We have a web site used by the tax payers to file their annual taxes. This is used by 100s of thousands of users within a short period during peak season (Feb – Mar) and reasonably used other times. During the peak times, it almost explodes.
I have been working on improving performance of this site. Also, there have been no stats whatsoever to be able to confidently say how many users were served successfully or when it failed where the bottlenecks are. We relied on information stored in the Database to “guess” these stats. I am adding a bunch of tools and (Java) programs to get more stats as well.

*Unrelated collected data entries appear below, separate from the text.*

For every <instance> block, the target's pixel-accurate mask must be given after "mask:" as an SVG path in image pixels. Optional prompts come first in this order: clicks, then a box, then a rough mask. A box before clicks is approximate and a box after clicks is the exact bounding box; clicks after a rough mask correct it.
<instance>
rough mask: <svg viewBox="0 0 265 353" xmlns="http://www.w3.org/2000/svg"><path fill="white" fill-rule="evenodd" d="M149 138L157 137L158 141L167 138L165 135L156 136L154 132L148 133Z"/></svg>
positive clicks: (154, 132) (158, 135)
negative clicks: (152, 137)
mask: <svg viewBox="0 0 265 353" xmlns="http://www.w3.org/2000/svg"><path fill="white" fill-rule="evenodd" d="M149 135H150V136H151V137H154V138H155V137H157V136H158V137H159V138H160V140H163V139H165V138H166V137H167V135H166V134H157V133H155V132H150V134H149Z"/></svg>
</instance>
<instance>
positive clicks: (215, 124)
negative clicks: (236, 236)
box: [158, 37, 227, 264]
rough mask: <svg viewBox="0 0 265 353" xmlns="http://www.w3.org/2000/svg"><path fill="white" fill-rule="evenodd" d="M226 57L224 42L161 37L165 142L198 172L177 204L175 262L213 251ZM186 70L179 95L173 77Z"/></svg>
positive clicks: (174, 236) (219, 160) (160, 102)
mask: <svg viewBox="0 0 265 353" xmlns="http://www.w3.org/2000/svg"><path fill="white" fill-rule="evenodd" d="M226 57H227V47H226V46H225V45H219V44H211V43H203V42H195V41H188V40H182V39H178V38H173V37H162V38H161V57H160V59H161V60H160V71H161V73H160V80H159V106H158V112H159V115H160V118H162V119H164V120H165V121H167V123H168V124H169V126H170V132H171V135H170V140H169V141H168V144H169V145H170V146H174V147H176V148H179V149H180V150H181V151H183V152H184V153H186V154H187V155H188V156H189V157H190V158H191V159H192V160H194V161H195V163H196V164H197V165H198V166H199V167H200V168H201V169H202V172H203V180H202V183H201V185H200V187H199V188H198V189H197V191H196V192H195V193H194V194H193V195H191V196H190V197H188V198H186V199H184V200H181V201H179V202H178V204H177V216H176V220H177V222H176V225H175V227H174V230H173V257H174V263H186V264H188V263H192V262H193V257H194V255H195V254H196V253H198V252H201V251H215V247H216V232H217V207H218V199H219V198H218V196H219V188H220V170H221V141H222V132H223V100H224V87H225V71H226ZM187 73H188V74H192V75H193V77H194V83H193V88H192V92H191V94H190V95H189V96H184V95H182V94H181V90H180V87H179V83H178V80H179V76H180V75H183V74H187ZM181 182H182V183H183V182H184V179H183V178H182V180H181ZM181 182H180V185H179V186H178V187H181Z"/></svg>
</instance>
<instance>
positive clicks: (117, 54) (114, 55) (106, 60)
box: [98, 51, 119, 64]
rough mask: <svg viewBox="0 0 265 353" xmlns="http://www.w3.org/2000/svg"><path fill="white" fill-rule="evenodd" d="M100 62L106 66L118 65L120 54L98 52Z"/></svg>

I am currently doing load testing on a test version of this site using Apache JMeter. While this tool is great and comes with a suite of reports, and I have added a tons of stats on the server side (an old Sybase EA Server) I needed something outside of these two. So, I started looking at the HTTP Access logs. EA Server includes a light weight Apache server at the core. So, the format of the log file is almost identical to a Apache Server Access logs. (On EA Server the file is called JaguarHttpRequest.log).
As usual, I looked around for tools that will help with analyzing these logs (when the computer can do the work, why do it manually?!). While searching for the tools, initially I looked for Apache log parser. I did find a few, but nothing great. (I found one PHP program though, which is kind of interesting from programming point of view). Eventually, I landed in Web Analytics Software and our good old Wiki (here) came to the rescue. I tried a few software listed there (Webalizer, AWStats) look interesting.
Finally, I tried Analog. Bingo!! This is what I have been looking for. Analog is a very simple tool to install and use. (Installation is just unzipping the zip file). Using the tool is as simple as Double clicking or running from command line, the analog.exe file.
This actually produces a (sample) report with the name Report.html. After reading more on Analog web site, I was able to customize the config file named analog.cfg. Once I tweaked this file, I started parsing the log files in minutes. I was even able to append date to the report file name and thus was able to run it in a loop to capture the stats every few minutes.
Apart from the Summary page, it also has several graphs to show stats for Hourly, Daily, Weekly, Monthly etc.
If you are looking to analyse usage patterns on your web site, this is a great tool. Check it out!